Про удар по лицу от Успенского он предпочёл не вспоминать.

– А утром двух вояк с вещами забрали, Маркова и Лося, а меня – в БУР…

Джаба Гивиевич погрузился в размышления. Чтобы наперекор всем правилам внутреннего распорядка в барак бросили охрану с боевым оружием, должно было случиться нечто сверхъестественное. И всё ради очкастого геометра? Или на самом деле явились за комкором? Нет, не его же надзиратели собой закрыли. Да и комкор – невелика птица. Даже если бы война началась и он потребовался – увезли бы без шороха. Впрочем, его ведь таки и увезли. «С вещами» – значит, на этап. Или – на волю. И «математика» увезли. На аэродром, это свои люди тоже выяснили.

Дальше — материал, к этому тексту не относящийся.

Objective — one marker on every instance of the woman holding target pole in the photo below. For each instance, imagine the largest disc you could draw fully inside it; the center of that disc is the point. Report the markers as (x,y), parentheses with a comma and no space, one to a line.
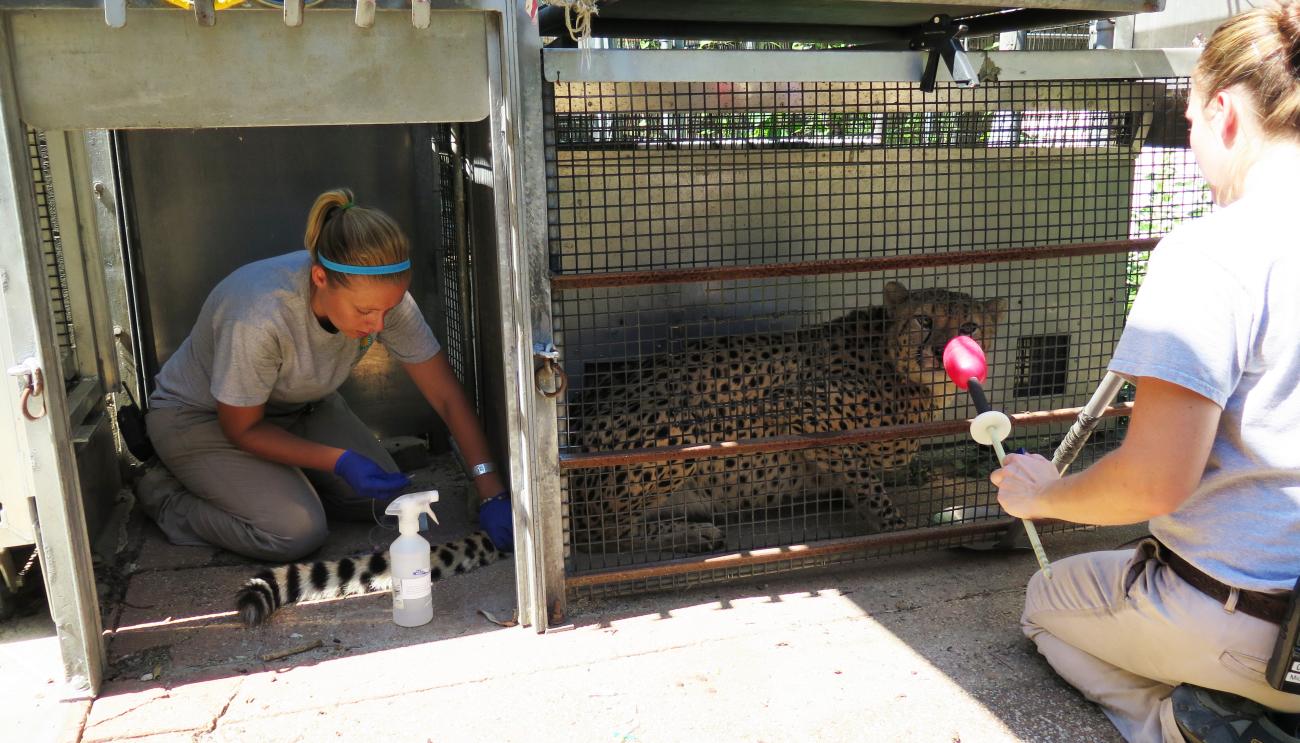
(1171,638)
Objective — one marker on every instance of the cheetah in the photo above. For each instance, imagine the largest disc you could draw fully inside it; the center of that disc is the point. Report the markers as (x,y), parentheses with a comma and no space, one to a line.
(870,368)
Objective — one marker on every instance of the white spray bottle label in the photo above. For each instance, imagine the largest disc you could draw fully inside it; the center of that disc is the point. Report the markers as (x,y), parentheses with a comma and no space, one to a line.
(408,560)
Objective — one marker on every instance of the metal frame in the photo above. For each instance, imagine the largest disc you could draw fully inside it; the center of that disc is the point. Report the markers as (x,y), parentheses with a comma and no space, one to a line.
(624,65)
(778,66)
(885,25)
(508,70)
(46,444)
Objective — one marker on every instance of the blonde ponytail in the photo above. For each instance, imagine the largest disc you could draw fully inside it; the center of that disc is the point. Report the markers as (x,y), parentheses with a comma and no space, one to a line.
(343,233)
(1260,51)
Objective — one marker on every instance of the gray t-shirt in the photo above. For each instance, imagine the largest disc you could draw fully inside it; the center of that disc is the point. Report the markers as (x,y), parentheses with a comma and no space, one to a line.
(1218,313)
(256,340)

Руки Ивакина в последний раз порхнули над столешницей.

– Ты когда выходишь?

– Кум обещал на этой неделе. Правда, до БУРа дело было. А так я свой срок уже год перехаживаю. И все у нас так. Даже таблички со статьей и началом-концом срока со шконок посдирали. Успенский сказал – когда я скажу, тогда и будет твой «звонок».

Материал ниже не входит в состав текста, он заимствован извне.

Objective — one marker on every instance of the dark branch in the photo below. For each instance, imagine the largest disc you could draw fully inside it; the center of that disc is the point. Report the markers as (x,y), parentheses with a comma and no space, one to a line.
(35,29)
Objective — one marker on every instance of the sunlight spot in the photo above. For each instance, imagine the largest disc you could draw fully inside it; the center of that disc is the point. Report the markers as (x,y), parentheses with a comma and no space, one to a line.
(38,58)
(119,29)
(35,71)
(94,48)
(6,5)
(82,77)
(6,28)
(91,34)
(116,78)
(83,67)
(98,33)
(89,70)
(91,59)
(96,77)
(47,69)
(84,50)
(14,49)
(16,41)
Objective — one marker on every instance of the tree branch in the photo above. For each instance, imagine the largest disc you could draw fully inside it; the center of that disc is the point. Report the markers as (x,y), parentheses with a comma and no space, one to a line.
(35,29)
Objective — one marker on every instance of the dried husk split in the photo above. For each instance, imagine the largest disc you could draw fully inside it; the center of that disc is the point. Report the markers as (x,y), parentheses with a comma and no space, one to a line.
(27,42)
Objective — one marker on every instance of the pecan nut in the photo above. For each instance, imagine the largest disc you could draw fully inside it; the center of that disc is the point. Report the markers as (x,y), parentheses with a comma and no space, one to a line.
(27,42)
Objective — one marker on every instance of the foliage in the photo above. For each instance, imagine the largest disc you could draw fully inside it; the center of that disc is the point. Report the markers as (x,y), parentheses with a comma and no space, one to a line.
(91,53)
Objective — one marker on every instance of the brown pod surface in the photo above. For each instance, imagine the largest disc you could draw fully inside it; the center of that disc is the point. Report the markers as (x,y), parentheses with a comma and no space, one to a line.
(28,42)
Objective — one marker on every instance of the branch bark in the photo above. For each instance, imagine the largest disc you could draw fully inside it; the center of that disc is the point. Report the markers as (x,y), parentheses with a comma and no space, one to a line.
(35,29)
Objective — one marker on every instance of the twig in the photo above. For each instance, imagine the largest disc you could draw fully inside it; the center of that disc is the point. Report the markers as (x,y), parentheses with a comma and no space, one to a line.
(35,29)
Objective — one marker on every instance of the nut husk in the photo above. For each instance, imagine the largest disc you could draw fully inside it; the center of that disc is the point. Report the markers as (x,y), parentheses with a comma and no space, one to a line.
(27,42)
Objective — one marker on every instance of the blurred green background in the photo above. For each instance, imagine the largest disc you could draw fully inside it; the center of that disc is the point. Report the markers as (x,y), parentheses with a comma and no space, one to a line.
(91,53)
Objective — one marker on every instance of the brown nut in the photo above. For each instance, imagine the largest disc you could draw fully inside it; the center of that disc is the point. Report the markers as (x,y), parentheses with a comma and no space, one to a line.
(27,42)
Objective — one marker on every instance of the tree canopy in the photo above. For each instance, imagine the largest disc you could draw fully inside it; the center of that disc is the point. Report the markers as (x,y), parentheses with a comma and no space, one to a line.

– Откинешься ты завтра, – уверенно сообщил профессор. – В Москву поедешь, я тебе дам адресок, навестишь одного человечка.

– Чего это – навестишь. Я, может, в Ташкент собрался. – Куцубин хотел что-то сказать, но под презрительным взглядом Джабы осёкся.

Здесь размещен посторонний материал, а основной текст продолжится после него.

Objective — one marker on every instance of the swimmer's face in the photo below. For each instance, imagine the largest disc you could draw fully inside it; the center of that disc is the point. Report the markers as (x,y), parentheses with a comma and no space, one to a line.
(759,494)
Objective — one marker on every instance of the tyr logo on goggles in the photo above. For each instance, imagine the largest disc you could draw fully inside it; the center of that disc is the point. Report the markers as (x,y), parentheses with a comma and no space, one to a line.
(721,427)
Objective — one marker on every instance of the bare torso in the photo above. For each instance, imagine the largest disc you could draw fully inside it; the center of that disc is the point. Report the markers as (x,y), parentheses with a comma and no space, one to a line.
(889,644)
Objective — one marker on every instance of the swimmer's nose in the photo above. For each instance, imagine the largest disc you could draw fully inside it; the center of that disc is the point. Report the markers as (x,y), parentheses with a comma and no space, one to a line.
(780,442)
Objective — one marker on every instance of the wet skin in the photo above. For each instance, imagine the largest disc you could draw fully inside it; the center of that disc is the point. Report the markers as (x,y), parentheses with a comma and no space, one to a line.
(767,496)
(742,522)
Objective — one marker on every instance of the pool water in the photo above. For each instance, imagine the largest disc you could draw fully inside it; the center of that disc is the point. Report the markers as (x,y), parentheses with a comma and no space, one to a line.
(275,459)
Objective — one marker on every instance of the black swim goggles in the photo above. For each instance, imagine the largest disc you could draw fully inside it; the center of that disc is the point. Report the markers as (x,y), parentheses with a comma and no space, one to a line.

– В Ташкент поедешь, когда тебя «кум» освободит. А если я – будешь подо мной на цырлах бегать. Хвост поднимешь – сдохнешь. В БУРе и сдохнешь. Допетрил?

Куцый судорожно сглотнул, потом кивнул.

– Слава богу. Мне нужен этот «математик». Ты его тихонько, не поднимая волну, найдёшь. Месяц ищи, два ищи, но чтоб нашёл. Человечек поможет.

– И как мне его искать? Я не цветной, мы таким делам не обучены, мы больше наоборот, – заблажил Куцый.

Профессор искусствоведения задумался. Правильнее было бы выйти на авторитетных людей да кого-то из них и попросить собрать шепотки с пересылок, крыток и прочих домов скорби. Однако Ивакин был хорошо осведомлён, как надёжно курируют органы все «советские малины». Развесёлые двадцатые годы, когда лихой налётчик Лёнька Пантелеев мог отсиживаться на неизвестных розыскникам хазах, давно прошли. Наученное горьким опытом государство в лице оперсотрудников наркомвнудела поставило под контроль всю криминальную структуру. Разве что еженедельные отчёты владельцы пристанищ операм пока ещё не писали. Ивакин мог заранее сказать, кто из серьёзных «бугров» сразу же доложит об интересе Джабы знакомцу из компетентных структур сам, а от кого информация придёт через окружение. А появление мелкого урки, известного, но не влиятельного, может пройти и незамеченным. Такие рыбёшки постоянно крутятся вокруг акул, надеясь либо оказаться замеченными, либо урвать кроху от пира великанов. Игорёк сумеет аккуратно шепнуть кому надо, что с балбесом поговорить стоит. И вряд ли привлечёт особое внимание факт, что мелкий гопник ищет кого-то из лагерных знакомцев. Во всяком случае, на заметку возьмут не сразу, а что вся наша жизнь, как не выигрывание добавочных часов и минут у неизбежной смерти?

– Лучше, если ты сумеешь того очкарика поискать по собственным связям, – сказал Джаба Куцему. – Если нет, тот, к кому я тебя посылаю, сведёт кое с какими людьми. Попросишь слёзно, глядишь, помогут. На меня ссылаться не надо. Сам ищешь. Должок у него, книжку взял почитать и не вернул. А книжка интересная, не оторваться…

Витюля обалдело глядел на собеседника – какая книжка? Сильно он похож на человека, который книжку почитать взял… Потом стало понемногу доходить, и бандит даже ухмыльнулся.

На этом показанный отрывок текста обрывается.